Comment 22 for bug 42264

Revision history for this message
Alexander Schulze (schulze) wrote : Re: locale dependant segfault for dd

As Laurent already mentioned, the problem disappears when adding "#, c-format" in the PO format of the file, in front of the problematic entry. I think this is the key to understand what is really going wrong here.

It seems that first running msgunfmt, followed by msgfmt, does not necessarily yield the same MO file again, as one could guess. If C99 format specifications like PRIuMAX are used, msgfmt creates an invalid MO (see below) if "c-format" is not specified explicitly, leading to the crash. In my opinion, msgunfmt should be modified to output "#, c-format" lines for entries that use system-dependent modifiers like PRIuMAX (which should be a rather simple fix), or (better, IMO, as this is the real cause of the problem) msgfmt's heuristic to detect C printf strings should be modified not to require "#, c-format" lines in these cases. As I understand the manual, "#, c-format" should only indicate that the programs should do *additional checks*, but should not *change the behaviour* that dramatically if the strings are valid printf formats.

For me, it seems to be a bug in the gettext package, and it seems to be still without fix in the newest available version. Forwarding the bug report upstream is recommended.

Note that this problem may also affect other package's MO files and may lead to crashes in many other programs. Perhaps the seriousness of the bug should be changed, especially as there is a simple workaround that works quite well here: Just do a msgunfmt-msgfmt cycle on each MO file, but insert a simple (sed?) script in between that prefixes all records with "#, c-format" lines. Until now I have seen no negative side effects, but the problems are gone. This workaround could be applied to all MO files in all language packs before a fixed gettext becomes available, and requires only a minimal amount of resources (CPU time etc.).

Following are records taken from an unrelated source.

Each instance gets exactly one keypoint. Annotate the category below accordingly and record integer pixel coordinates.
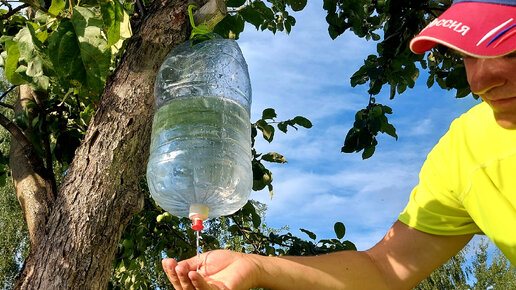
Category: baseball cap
(479, 28)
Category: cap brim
(471, 29)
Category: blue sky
(307, 73)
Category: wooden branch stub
(211, 13)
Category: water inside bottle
(201, 154)
(198, 251)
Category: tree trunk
(101, 191)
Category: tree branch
(7, 105)
(13, 11)
(28, 150)
(7, 92)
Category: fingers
(183, 276)
(198, 281)
(169, 266)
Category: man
(467, 184)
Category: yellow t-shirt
(468, 183)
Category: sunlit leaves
(368, 123)
(33, 65)
(12, 55)
(116, 22)
(262, 177)
(65, 54)
(94, 55)
(340, 230)
(274, 16)
(56, 7)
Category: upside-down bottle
(200, 153)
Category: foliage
(154, 233)
(392, 24)
(14, 239)
(469, 269)
(65, 51)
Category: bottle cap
(197, 225)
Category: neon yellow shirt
(468, 183)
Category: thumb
(200, 283)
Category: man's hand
(218, 269)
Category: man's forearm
(343, 270)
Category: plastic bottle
(200, 154)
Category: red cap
(477, 28)
(197, 225)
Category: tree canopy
(80, 74)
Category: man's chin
(506, 122)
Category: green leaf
(274, 157)
(340, 230)
(368, 151)
(309, 233)
(56, 7)
(230, 27)
(298, 5)
(113, 14)
(235, 3)
(269, 113)
(303, 122)
(65, 54)
(283, 127)
(36, 66)
(78, 51)
(11, 63)
(267, 130)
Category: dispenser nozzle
(197, 225)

Comparing Ubuntu's MO files with those of Debian stable (or SuSE), I find that the binary content of the MOs in these distributions corresponds to that which I get when running msgfmt with the "#, c-format" fixed POs (i.e., %<PRIuMAX> does not appear inside the strings, at least not in the translations, but is replaced by a single % instead, and PRIuMAX appears as a system-dependent string of its own, which is not the case for Ubuntu's MOs). These distributions seem to generate the POs by xgettext or similar, so that all c-format hints are available and used. I'm not quite sure what the translation teams of Ubuntu use, but that may make the difference why it is hitting just Ubuntu alone (as far as I know and could test here).